O PT foi o partido mais ideológico do Brasil. Ele se estruturava em teses socialistas, mas era também banhado por um lado social democrata que se ampliou depois que o Lula virou o “Lulinha paz e amor” e, graças a um marketing genial (a César o que é de César…), penetrou no imaginário dos segmentos elitistas, tornando-se um candidato viável. Pois, como o próprio Lula teoriza com sua conhecida sensibilidade sociológica, pobre não vota em pobre. Hoje, porém, graças ao que ele dramatiza na sua figura, pobre vota em pobre votado e admirado por seus patrões. Foi essa convergência cultural que permitiu a aceitação do operário candidato radical no operário pleno de paz e amor como presidente.

No primeiro governo, havia uma herança maldita, mas os fundamentos do sistema econômico implantado com o Plano Real prosseguiram. Depois veio o mensalão que implodiu o PT como partido, promoveu um expurgo e uma ascensão dos petistas possíveis. Agora, debaixo da batuta do único sobrevivente, o próprio Lula, o partido antes ideológico depende de uma pessoa. Lula salvou-se a si mesmo invocando, como Cristo, a traição de alguns companheiros que, no mensalão, exageraram a dose, dentro de um sistema político de resto igualmente marcado pela corrupção e antiliberal.

Há uma transformação crucial. O candidato que representava o operariado nacional e era um duríssimo opositor torna-se presidente e, neste papel, ele representa o trabalhador e o pobre. Mas é preciso não esquecer que ele próprio foi um pobre.
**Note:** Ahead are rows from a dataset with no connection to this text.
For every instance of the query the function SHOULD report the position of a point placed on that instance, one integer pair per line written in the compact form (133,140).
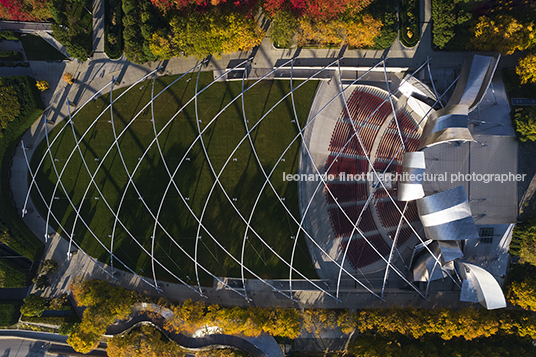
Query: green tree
(523,294)
(526,69)
(41,282)
(525,125)
(443,21)
(33,305)
(48,266)
(503,33)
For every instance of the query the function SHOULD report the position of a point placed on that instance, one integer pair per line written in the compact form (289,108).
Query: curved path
(262,346)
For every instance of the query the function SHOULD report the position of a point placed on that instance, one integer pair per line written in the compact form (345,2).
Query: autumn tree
(33,305)
(318,320)
(143,342)
(356,33)
(42,85)
(523,294)
(68,77)
(10,107)
(204,34)
(283,29)
(503,33)
(47,266)
(526,69)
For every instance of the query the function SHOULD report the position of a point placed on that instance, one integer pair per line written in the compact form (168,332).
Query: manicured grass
(8,35)
(113,29)
(9,312)
(14,233)
(10,277)
(37,49)
(11,56)
(242,178)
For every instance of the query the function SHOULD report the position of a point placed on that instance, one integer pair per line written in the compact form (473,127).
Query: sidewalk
(92,75)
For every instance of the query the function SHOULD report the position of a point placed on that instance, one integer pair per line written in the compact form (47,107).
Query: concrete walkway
(22,26)
(93,75)
(98,30)
(47,36)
Ele é a dramatização de si mesmo como um operário sem escolaridade e “diploma”, como sempre enfatiza, do mesmo modo que provoca dizendo que tem azia quando lê. Mas como presidente de uma sociedade hierarquizada até o gargalo, ele sabe que pode dizer e fazer tudo quando se mora num palácio. Faz, então, um governo de “coalizão” e amplia sem limites as suas bases, realizando alianças nas quais os partidos e os movimentos sociais não são mais peças-chave, mas atores subordinados às personalidades e às relações sociais mais do que políticas dos seus membros e donos.

O universo da casa, das simpatias pessoais, domina a cena e começa a canibalizar o campo econômico em nome de um retorno de um “Estado forte” que servirá como instrumento de aristocratização. A coalizão compadresca começa a abalar aquilo que o poeta William Blake chamava de “moinho satânico”, porque o mercado capitalista autorregulado não para diante de ninguém. Menos, é obvio, neste Brasil que se faz e desfaz de tempos em tempos.

No palco nacional, a ênfase no ideológico típica dos movimentos populares é paralisada. E os velhos coronéis da política marcada pelas teias de relações pessoais retornam ao “puder”. Mas com uma diferença: agora, a esquerda oficial e a direita mais reacionária estão juntas. Formam um time de futebol e o seu técnico e principal craque é o Lula, um misto raro de atacante matador e de goleiro perfeito. No ataque, o PT atua nominalmente ao lado dos sindicalistas e dos empresários fornecedores do Estado estruturado pelo PAC. Na defesa, jogam os Sarneys, os Barbalhos, os Collors – os políticos personalistas que governavam na base do “aos inimigos a lei; aos amigos tudo!”. Articulam-se assim, tendo como figura-chave um ator magistral e central – um Rei Lear da política nacional. O velho e bom personalismo que forma a espinha dorsal do nosso sistema social, como eu tenho dito na minha modesta e largamente ignorada obra sociológica, volta a englobar as regras democráticas liberais e as marcações ideológicas.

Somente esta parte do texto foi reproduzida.